Mon Mar 24 15:26:27 PDT 2014

On Mar 24, 2014, at 12:29 PM, Chandler Carruth <chandlerc at google.com> wrote:

> Format 2
> --------
> 
> This format should be efficient to read and preferably reasonably
> compact. We'll convert from format 1 to format 2 using llvm-profdata,
> and clang will use format 2 for PGO.
> 
> Since the only particularly important operation in this use case is fast
> lookup, I propose using the on disk hash table that's currently used in
> clang for AST serialization/PTH/etc with a small amount of metadata in a
> header.
> 
> The hash table implementation currently lives in include/clang/Basic and
> consists of a single header. Moving it to llvm and updating the clients
> in clang should be easy.

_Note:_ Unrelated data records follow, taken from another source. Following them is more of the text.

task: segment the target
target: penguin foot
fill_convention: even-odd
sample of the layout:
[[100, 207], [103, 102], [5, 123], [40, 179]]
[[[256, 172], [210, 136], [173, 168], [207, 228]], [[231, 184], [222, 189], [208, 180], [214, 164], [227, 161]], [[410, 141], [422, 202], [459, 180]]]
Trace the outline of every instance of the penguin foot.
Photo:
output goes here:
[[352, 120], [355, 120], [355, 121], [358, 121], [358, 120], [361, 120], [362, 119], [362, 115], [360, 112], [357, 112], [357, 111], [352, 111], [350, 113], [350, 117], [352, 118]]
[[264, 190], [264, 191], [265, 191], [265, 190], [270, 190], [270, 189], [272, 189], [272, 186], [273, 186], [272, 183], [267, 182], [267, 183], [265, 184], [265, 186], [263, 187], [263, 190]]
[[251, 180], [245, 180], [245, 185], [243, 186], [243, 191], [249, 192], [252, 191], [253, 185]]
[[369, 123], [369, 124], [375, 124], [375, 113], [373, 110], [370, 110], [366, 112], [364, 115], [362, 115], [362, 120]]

I'll send a brief RFC separately to see if
> anyone's opposed to moving it.
> 
> I can mention this and we can discuss this on the other thread if you would rather, but I'm not a huge fan of this code. My vague memory was that this was a quick hack by Doug that he never really expected to live long-term.
> 
> I have a general preference for from-disk lookups to use tries (for strings, prefix tries) or other fast, sorted lookup structures. 

These profiles will contain every function in a program.  Relatively few of these will be needed per translation unit (per invocation of clang).  I suspect that an on disk hash will perform better than a trie for this use case, since it requires fewer loads from disk.

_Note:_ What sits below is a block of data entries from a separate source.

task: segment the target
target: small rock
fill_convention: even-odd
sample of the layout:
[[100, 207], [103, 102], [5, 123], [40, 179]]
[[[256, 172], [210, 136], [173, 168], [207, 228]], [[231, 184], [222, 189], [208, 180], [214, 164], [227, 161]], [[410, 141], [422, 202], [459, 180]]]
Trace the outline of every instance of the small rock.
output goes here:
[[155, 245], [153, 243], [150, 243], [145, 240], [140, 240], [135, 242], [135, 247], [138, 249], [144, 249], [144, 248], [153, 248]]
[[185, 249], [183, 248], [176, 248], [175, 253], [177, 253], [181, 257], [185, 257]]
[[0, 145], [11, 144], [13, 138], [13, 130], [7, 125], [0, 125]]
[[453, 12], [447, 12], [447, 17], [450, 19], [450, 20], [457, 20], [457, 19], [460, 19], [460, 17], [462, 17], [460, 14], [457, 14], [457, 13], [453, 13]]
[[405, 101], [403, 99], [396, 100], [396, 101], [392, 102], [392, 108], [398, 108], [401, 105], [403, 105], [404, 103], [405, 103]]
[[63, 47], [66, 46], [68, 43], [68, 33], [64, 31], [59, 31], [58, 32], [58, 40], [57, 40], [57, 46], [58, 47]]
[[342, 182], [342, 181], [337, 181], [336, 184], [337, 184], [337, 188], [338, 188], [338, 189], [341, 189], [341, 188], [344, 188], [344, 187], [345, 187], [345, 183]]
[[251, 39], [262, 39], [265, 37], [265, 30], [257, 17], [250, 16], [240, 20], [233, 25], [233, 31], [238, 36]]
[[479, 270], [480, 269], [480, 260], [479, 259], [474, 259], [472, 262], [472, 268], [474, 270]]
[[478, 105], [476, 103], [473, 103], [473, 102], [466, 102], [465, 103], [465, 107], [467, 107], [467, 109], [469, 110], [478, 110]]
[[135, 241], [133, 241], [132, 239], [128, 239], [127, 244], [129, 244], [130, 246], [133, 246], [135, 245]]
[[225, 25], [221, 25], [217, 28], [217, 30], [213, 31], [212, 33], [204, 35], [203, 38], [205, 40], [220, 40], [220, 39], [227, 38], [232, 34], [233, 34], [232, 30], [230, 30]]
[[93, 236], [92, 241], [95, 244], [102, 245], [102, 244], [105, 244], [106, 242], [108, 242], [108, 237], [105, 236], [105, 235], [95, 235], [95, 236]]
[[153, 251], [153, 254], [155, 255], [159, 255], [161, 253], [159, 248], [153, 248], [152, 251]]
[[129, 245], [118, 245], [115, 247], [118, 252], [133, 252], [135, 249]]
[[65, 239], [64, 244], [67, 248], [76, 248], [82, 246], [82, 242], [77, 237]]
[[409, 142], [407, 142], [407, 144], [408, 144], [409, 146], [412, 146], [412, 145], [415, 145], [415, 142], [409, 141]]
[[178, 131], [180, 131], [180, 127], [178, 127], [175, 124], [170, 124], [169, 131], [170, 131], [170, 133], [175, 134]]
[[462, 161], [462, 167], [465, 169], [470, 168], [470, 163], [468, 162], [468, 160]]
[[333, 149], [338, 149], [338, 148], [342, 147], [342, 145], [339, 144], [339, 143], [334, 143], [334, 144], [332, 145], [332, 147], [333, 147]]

But the main benefit of the clang on-disk hash is that it’s in use and it already works.  Unless tries are significantly better, I prefer cleaning up the (working) hash table implementation to implementing (and debugging) something new.

> They have the nice property of being inherently stable and unambiguous, and not baking any hashing algorithm into it.

It *is* harder to keep the hash table stable.  I think it’s worth the cost here.